Améliorer son ratio signal-bruit pour mieux avancer

Tourner le bouton d’une radio est un geste presque disparu. Pourtant, la métaphore est puissante.

Quand la fréquence est bien syntonisée, ce qui est diffusé est clair et reçu tel quel. Quand elle l’est mal, le grésillement prend toute la place. Le message existe toujours. Mais il n’arrive plus à destination.

Notre quotidien professionnel – et personnel – fonctionne exactement de la même façon. 

Le signal et le bruit

Dans le langage des télécommunications, on parle de rapport signal-bruit.

Plus le signal est fort et le bruit faible, plus le message passe et l’objectif est atteint.
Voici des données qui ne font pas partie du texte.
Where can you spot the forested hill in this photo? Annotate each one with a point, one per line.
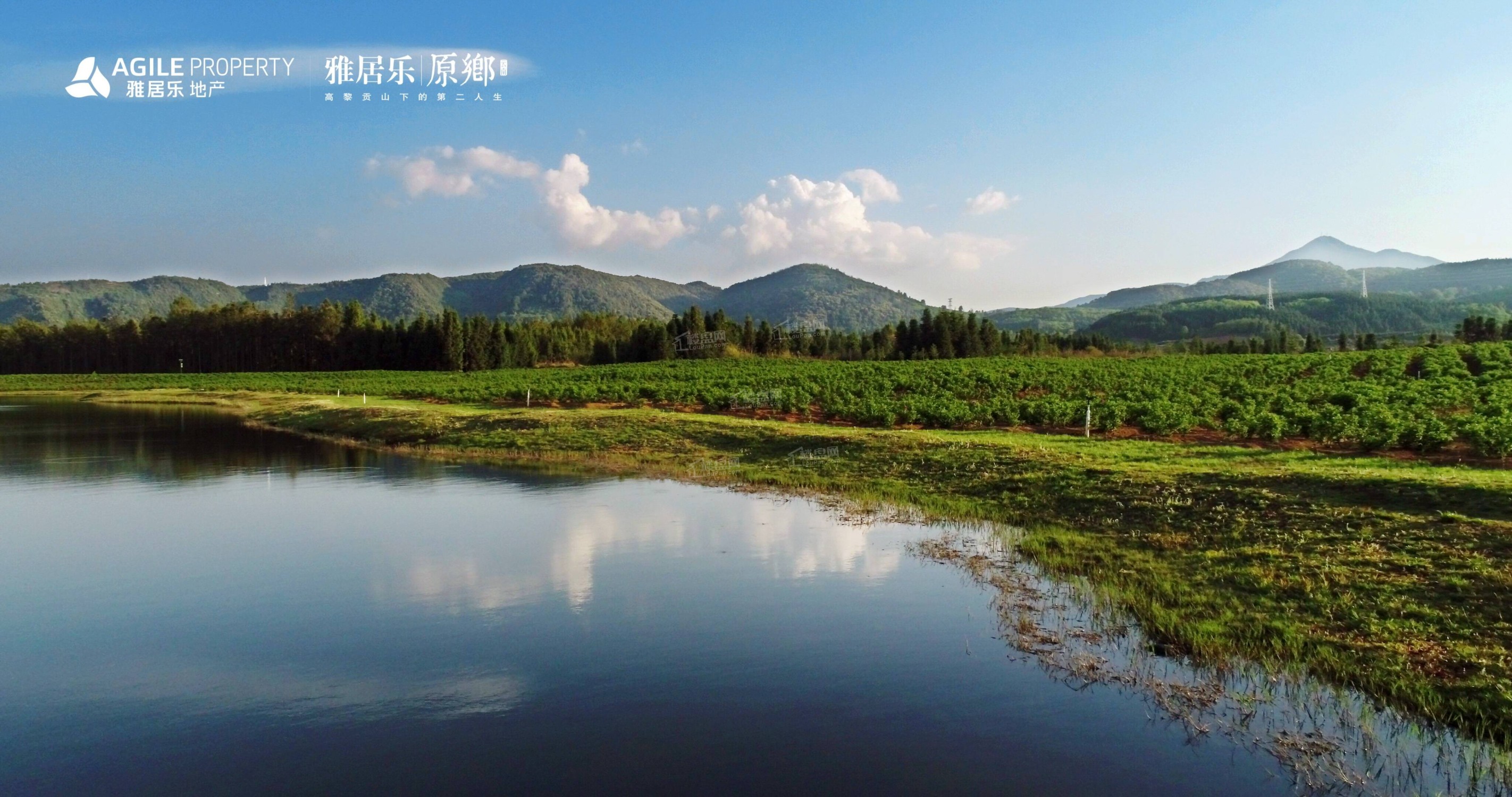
(805, 294)
(1325, 315)
(1441, 282)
Dans notre quotidien, le signal, ce sont :

  • Les objectifs les plus prioritaires
  • Les tâches à forte valeur ajoutée
  • La mission, la vision, l’impact recherché
  • Le travail qui fait réellement avancer les choses

En revanche, le bruit, ce sont :

  • Les tâches dopaminogènes: ouvrir les courriels, tâches plus faciles ou familières, échanges personnels prédominants
  • Les réunions où on n’avance pas sur notre signal/objectif/mission
  • Les urgences des autres
  • Les occupations qui donnent l’illusion de productivité

Le problème n’est pas que nous manquons de temps. Le problème, c’est que le bruit a envahi la fréquence. On s’active beaucoup, mais on avance peu. On peut finir par s’épuiser sans réellement construire, produire ou s’accomplir.

Quand le bruit prend le dessus

Plus le bruit augmente, plus le signal est faible. On travaille fort, mais sans productivité. On finit parfois par perdre le sens de notre véritable direction. Résultat : fatigue, éparpillement, frustration, échéanciers dépassés, stress, anxiété, résultats discutables et perte de confiance de la part de ses collègues et patrons.

Améliorer son rapport signal-bruit

La solution n’est pas de « faire plus », mais d’avoir une direction claire et d’aligner ses tâches avec les priorités définies. Quitte à inviter les personnes concernées de répéter les enjeux prioritaires. Et à demander de l’aide, au besoin.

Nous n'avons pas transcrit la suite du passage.